# Practice Sheet: A Simple Introduction to Data Analysis with Iris

This notebook will guide you through a basic data analysis workflow using the famous Iris dataset. We will use **Pandas** for data manipulation and **NumPy** for a simple numerical operation. Finally, we'll use **Matplotlib** to create a beautiful visualization.

### The Goal
Our objective is to load the Iris dataset, explore its basic properties, calculate a new feature, and visualize the relationship between sepal length and sepal width for the different flower varieties.

## The Iris Dataset

The [Iris Dataset](https://archive.ics.uci.edu/dataset/53/iris) is a small classic dataset from Fisher, 1936. One of the earliest known datasets used for evaluating classification methods.

![image-2.png](attachment:image-2.png)

**What do the instances in this dataset represent?**

Each instance is a plant

**Additional Information**

This is one of the earliest datasets used in the literature on classification methods and widely used in statistics and machine learning.  The data set contains 3 classes of 50 instances each, where each class refers to a type of iris plant.  One class is linearly separable from the other 2; the latter are not linearly separable from each other.

**Predicted attribute:** class of iris plant.

This data differs from the data presented in Fishers article (identified by Steve Chadwick,  spchadwick@espeedaz.net ). The 35th sample should be: 4.9,3.1,1.5,0.2,"Iris-setosa" where the error is in the fourth feature. The 38th sample: 4.9,3.6,1.4,0.1,"Iris-setosa" where the errors are in the second and third features.  

**Has Missing Values?**

No

### Step 1: Import Necessary Libraries
Import:
- `pandas` is for loading and working with tabular data (like our CSV).
- `numpy` is for efficient numerical operations.
- `matplotlib.pyplot` is for creating plots and visualizations.

In [2]:
import pandas as pd
import numpy as np
import matplotlib.pyplot as plt

### Step 2: Load the Data

[Download](https://gist.github.com/netj/8836201) the CSV file, and manually import it (Recommneded for practice purpose)

We need to get our data from the `iris.csv` file into a structure that we can work with in Python. The Pandas `DataFrame` is the standard for this. We use `pd.read_csv()` to do this.

In [3]:
# Load the dataset from the CSV file
file_path = 'iris.csv'
iris_df = pd.read_csv(file_path)

### Step 3: Initial Data Exploration

Before diving into analysis, it's important to get a feel for your data. What do the columns look like? Are there any missing values? What are the data types? Pandas provides simple functions for this initial inspection.

Use the following functions to display basic features of the Iris dataset
- `.head()` shows us the first few rows of the data.
- `.info()` gives a concise summary of the DataFrame, including data types and non-null values.
- `.describe()` provides descriptive statistics for the numerical columns (like mean, std, min, max).

### Step 4: Process Data with NumPy and Pandas

This is where we see how Pandas and NumPy work together. Let's create a new feature to see if the ratio of petal length to width is a distinguishing characteristic. 

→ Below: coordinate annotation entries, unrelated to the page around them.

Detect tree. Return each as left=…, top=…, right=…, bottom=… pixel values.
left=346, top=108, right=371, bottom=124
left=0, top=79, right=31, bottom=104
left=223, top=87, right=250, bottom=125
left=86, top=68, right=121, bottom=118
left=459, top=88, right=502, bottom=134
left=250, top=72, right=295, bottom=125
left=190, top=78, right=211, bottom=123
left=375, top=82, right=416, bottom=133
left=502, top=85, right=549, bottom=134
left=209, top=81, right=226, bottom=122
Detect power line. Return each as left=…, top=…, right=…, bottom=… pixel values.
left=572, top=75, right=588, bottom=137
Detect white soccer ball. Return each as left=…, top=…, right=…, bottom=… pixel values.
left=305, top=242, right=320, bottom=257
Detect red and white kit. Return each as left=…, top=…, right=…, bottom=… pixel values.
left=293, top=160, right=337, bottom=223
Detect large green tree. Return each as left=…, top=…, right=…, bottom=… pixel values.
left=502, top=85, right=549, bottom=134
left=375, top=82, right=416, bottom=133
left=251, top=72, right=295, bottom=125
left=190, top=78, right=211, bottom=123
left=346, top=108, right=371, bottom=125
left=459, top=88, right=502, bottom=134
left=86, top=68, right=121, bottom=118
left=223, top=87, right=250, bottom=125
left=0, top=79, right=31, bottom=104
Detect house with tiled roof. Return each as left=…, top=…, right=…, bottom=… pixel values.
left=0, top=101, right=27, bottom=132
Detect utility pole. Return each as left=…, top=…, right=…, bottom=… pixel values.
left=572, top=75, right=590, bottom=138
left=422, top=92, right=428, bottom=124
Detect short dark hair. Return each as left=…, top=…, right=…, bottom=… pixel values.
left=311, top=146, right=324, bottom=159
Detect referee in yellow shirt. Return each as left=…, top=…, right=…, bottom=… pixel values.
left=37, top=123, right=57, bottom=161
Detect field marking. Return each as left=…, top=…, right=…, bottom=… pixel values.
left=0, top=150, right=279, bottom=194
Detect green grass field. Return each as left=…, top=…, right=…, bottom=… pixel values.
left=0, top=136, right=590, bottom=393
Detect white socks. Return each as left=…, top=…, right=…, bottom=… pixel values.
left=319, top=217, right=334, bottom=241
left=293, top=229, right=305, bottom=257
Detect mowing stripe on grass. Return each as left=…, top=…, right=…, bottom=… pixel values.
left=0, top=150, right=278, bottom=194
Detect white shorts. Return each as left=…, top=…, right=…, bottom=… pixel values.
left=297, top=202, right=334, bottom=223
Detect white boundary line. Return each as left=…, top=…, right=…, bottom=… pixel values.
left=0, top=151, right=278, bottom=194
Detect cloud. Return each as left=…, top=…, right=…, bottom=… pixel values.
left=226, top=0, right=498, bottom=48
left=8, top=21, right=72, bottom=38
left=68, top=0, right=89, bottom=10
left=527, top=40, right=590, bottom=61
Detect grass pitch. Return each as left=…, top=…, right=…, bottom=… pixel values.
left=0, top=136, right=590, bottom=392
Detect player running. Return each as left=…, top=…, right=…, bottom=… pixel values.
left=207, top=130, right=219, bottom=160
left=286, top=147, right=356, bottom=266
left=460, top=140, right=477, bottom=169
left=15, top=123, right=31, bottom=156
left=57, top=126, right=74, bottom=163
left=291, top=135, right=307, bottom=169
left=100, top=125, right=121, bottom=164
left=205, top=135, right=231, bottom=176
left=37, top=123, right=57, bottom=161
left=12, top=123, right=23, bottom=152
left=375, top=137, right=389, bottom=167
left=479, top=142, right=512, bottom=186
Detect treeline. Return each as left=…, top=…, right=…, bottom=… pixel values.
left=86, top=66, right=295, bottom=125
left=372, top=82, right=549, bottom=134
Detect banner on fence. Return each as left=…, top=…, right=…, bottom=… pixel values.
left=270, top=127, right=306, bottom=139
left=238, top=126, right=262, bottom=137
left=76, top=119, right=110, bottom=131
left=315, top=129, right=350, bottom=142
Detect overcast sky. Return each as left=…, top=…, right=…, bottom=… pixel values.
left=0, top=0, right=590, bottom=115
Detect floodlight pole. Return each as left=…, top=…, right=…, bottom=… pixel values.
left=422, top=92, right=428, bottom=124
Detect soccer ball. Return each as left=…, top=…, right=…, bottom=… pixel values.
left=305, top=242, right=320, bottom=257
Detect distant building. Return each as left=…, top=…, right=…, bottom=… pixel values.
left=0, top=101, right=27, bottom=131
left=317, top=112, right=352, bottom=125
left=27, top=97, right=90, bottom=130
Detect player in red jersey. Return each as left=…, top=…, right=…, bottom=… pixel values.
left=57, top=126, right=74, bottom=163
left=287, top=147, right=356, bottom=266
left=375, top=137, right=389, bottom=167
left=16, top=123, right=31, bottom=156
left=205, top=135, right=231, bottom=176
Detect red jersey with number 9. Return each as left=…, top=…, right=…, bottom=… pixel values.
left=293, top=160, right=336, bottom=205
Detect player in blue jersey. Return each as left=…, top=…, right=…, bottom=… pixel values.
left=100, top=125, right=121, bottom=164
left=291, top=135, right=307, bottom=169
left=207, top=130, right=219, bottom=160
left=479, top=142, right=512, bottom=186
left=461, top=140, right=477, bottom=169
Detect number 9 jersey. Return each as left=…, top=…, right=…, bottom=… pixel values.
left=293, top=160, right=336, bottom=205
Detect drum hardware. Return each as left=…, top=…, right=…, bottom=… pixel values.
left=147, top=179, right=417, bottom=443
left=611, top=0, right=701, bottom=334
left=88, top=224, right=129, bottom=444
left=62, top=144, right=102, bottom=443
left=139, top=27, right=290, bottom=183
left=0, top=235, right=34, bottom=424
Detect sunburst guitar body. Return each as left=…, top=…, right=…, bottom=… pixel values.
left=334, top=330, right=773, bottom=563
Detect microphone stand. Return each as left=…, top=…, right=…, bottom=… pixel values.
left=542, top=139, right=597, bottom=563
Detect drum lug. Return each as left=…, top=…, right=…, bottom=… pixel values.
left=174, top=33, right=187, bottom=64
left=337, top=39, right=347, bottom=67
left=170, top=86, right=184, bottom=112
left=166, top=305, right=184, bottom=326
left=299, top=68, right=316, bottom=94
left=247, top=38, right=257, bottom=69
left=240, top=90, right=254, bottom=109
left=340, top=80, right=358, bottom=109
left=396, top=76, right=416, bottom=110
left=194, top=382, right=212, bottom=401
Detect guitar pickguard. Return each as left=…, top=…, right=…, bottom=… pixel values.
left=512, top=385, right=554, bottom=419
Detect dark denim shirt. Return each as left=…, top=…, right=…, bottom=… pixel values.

Pandas `DataFrame` columns can be treated like NumPy arrays, allowing us to perform fast, vectorized operations on them. We will calculate `petal.length / petal.width` and store it in a new column called `petal_ratio`.

**HINT:** You will need to select the columns with Pandas, then use `.to_numpy()` and divide the columns in the new column `petal_ratio`

Once you are done, display the first 5 rows

### Step 5: Visualisation


#### 5.1 Histogram
Let's start with a histogram. It reveals the distribution of a single variable. It groups numbers into ranges (bins) and the height of the bar shows how many data points fall into that range.

* By overlaying the histograms for petal.length for all three species, we can answer questions like:
* Does this feature follow a normal (bell-curve) distribution?
* How much do the petal lengths overlap between species?
* Are there clear cut-off points in petal length that could help us classify the flowers?

#### 5.2 Scatter Plot
A scatter plot is an excellent way to see the relationship between two numerical variables. We will plot `sepal.length` vs. `sepal.width`.

To make the plot even more insightful, we will color-code each point based on its `variety`. This will help us see if the different species of Iris have distinct sepal characteristics and if they form visible clusters.

### Analysis of the Visualization

From the scatter plot, we can immediately draw some conclusions:

1.  **Setosa (Red):** This species forms a very distinct cluster. It generally has a smaller sepal length but a larger sepal width compared to the other two.
2.  **Versicolor (Green) and Virginica (Blue):** These two species are more similar to each other than to Setosa. However, we can still see a pattern: Virginica generally has a larger sepal length than Versicolor.

This simple visualization clearly shows that sepal dimensions are a useful feature for distinguishing between the different Iris varieties, especially for identifying Setosa.